Telle Luciana Ravanel, figure incontournable de l’architecture d’aujourd’hui quand bien même elle n’est pas architecte, mais créatrice de liens, «passeur» entre maîtres d’œuvre et maîtres d’ouvrage, entre privé et public, entre architectes français et internationaux, passeur aussi entre l’histoire et l’innovation, entre le concret et le livre.

Par amour du livre

Essentiel, le livre: elle en publie une dizaine par années, et dans ses bureaux de Saint-Germain, avant même de me présenter son parcours, elle me montre le dernier, ou plutôt me le fait sentir: le livre, ah l’odeur du livre… «Un livre, c’est ce contact physique essentiel, un outil plus qu’une consécration, à la fois une aventure et une histoire commune. J’aime les livres qui gardent un petit goût d’inachevé, que l’on pourrait reprendre dix ans après pour raconter la suite de l’histoire, raconter ce que sont devenus les bâtiments présentés alors pour la première fois… J’adore les histoires et j’adore les raconter, orchestrer des auteurs, des graphistes, des traducteurs, chacun avec ses contraintes très précises - ce qui est terriblement excitant c’est que tout ce beau monde arrive à la fin un même objectif…» Et elle hume le livre, encore, cet irremplaçable instrument de passage.

Relever des défis

Alors que Luciana Ravanel connaît l’architecture mieux que quiconque, elle est méconnue en Suisse (pour les raisons, voir ci-dessous). C’est en Suisse pourtant qu’elle a fait ses premiers pas, comme étudiante d’abord, à HEI, comme tant de personnalités remarquables, puis comme jeune collaboratrice de la Mission Interministérielle pour la Qualité Architecturale des Constructions Publiques à l’époque de Giscard d’Estaing: là encore, elle avait choisi la Suisse comme terrain d’études. Elle deviendra ensuite Directeur de l’Institut Français d’Architecture, de 1988 à 1998, date à laquelle elle quitte le secteur public pour créer sa propre entreprise, ANTE PRIMA Consultants.

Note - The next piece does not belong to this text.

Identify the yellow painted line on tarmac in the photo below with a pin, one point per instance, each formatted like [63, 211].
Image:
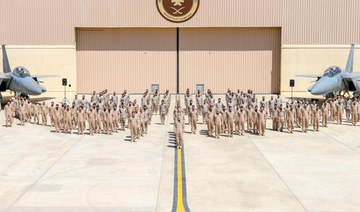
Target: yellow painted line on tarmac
[180, 203]
[180, 197]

Un défi considérable que cette femme entreprenante de nature et de famille, chef d’orchestre dans l’âme, relève la tête haute: elle conseille et coordonne désormais tous les intervenants de la construction, y compris les architectes les plus connus. Il est vrai que le défi, elle l’a appris toute jeune. Les téléphériques de Cervinia, le tunnel du Mont Blanc, les funiculaires siciliens; l’œuvre de son oncle (le visionnaire) et de son père (l’entrepreneur): «ensemble ils formaient un couple redoutable!» jubile-t-elle. «On faisait toujours le plus compliqué possible, cela donnait la couleur de l’exploit…»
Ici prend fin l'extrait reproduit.